Martin Arula, CEO of Toftan, one of the largest sawmills in the Baltic States, said to ERR that the current situation of the Estonian timber market is comparable to the crash in prices which occured in 2007-2008.
”The global economic downturn is still very clear,” Arula said, as quoted by ERR.
”We have seen price falls of up to 60 percent in the various international export markets, as compared with nine months ago. Within the Estonian market, wood products prices have fallen a bit less than this-we’re talking about 20-25 percent- but this shouldn’t be taken as an indicator that we are somehow isolated from the rest of the world, leaving us to remain on some sort of higher level”.
A more prounced fall in prices has been reported in the Estonian pulpwood and firewood markets, at up to 40%, even though some call this a normalization of the market.
”These [higher] prices, which were the case almost a year ago, were somewhat ‘utopian’, and were partly the result of the wet autumn of 2017,” said Jürgen Ainsalu, CEO of timber products company AS Barrus, as quoted by ERR. ”Since then, pulpwood producers in Scandinavia started to decline while the market demand remained high, which led to a price rally in the Baltics,” he said.
Forest fires have severly damaged softwood trees in particular in Central Europe, an effect which has been felt in Estonia too, and have had a strong impact on buying prices.
”Damaged spruce timber has been available on European markets for less than €30 per cubic meter, whereas we can’t afford to go lower than €60 per cubic meter,” Arula said. ”The current glut, combined with the cool economic downturn is still really serious,” he added.

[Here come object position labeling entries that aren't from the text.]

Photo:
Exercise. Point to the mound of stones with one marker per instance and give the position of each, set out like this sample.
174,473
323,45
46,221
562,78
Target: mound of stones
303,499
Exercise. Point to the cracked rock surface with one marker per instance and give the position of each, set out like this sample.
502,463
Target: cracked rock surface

The knock-on effect to the sector as a whole will be significant, larger sawmills say, though there has been no talk of lay-offs or downsizing yet, ERR reports.
“If a forest owner has nowhere to sell their timber, or it is no longer profitable, many forests will still be left without being managed,” said Erki Sok, CEO of the Võru County forestry association.
Estonian forest cover amounts to around two million hectares, about 50% of the country’s land area. Of this forest cover, about half is state-owned and managed.